On the appropriateness of Platt scaling in classifier calibration
Many applications using data mining and machine learning techniques require posterior probability estimates besides often highly accurate predictions. Classifier calibration is a separate branch of machine learning that aims at transforming classifier predictions into posterior class probabilities and thus are useful additional extensions in the respective applications. Among the existing state-of-the- art classifier calibration techniques, Platt scaling (sometimes also called sigmoid or logistic calibration) actually is the only parametric one while almost all of its competing methods do not rely on parametric assumptions. Platt scaling is controversially discussed in the classifier calibration literature, despite good empirical results reported in many domains there are many authors criticizing it. Interestingly, none of these criticisms properly deal with the underlying parametric assumptions. Instead, even incorrect statements exist. Thus, the first contribution of this work is to review such criticism and to present a proof of the true parametric assumptions. In fact, these are more general and valid for different probability distributions, which is an immediate consequence. Next, the relationship between Platt scaling and a different, relatively new classifier calibration technique called beta calibration is analyzed and it is shown that these two are actually equivalent: Their only difference lies in the characteristics of the classifier whose predictions are calibrated.

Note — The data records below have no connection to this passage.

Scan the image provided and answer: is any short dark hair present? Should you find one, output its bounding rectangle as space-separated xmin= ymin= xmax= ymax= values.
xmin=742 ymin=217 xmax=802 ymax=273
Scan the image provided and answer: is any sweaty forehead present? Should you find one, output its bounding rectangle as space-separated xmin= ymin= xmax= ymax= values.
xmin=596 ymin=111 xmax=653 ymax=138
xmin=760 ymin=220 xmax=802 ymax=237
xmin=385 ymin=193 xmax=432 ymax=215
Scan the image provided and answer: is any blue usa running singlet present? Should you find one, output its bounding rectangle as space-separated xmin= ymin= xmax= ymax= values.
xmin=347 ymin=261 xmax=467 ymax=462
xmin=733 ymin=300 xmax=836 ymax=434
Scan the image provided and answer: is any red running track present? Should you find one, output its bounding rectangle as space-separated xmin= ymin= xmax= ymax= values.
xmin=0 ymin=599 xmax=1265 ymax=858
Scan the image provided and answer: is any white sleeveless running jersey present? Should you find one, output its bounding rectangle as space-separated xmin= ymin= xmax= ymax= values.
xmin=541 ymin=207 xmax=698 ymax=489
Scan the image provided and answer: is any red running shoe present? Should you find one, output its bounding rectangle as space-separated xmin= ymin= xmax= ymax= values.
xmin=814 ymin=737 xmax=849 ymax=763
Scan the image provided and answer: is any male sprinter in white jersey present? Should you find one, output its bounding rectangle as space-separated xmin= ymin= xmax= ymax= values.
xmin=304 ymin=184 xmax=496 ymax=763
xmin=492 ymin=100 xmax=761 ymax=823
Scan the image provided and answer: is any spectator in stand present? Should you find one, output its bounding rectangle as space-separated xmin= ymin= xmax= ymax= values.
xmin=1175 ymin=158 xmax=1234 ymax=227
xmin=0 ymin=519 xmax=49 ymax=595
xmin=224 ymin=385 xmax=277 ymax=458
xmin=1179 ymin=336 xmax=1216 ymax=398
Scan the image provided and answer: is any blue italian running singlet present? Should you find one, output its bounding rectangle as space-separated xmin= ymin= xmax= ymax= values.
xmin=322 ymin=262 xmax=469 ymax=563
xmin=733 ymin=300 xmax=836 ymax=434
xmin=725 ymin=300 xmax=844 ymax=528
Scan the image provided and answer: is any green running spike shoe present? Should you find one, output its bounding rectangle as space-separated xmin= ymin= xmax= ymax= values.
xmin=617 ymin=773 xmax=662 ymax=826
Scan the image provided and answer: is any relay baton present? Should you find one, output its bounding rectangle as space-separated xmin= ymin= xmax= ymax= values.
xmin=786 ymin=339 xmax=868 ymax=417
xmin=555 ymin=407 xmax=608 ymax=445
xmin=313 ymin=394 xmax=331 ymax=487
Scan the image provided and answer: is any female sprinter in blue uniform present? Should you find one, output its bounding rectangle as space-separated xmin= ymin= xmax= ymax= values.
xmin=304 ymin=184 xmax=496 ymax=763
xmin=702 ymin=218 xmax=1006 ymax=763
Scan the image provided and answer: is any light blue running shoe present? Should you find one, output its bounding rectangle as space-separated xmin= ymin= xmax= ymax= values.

Thus, the proven validity of Platt scaling additionally translates directly into a proven optimality of beta calibration. Furthermore, evaluating classifier calibration techniques is a highly non-trivial problem as the true posteriors cannot be used as a reference. Hence, the existing evaluation metrics are reviewed as well because there exist relatively popular evaluation criteria that should not be used at all. Finally, the theoretical findings are supported by a simulation study.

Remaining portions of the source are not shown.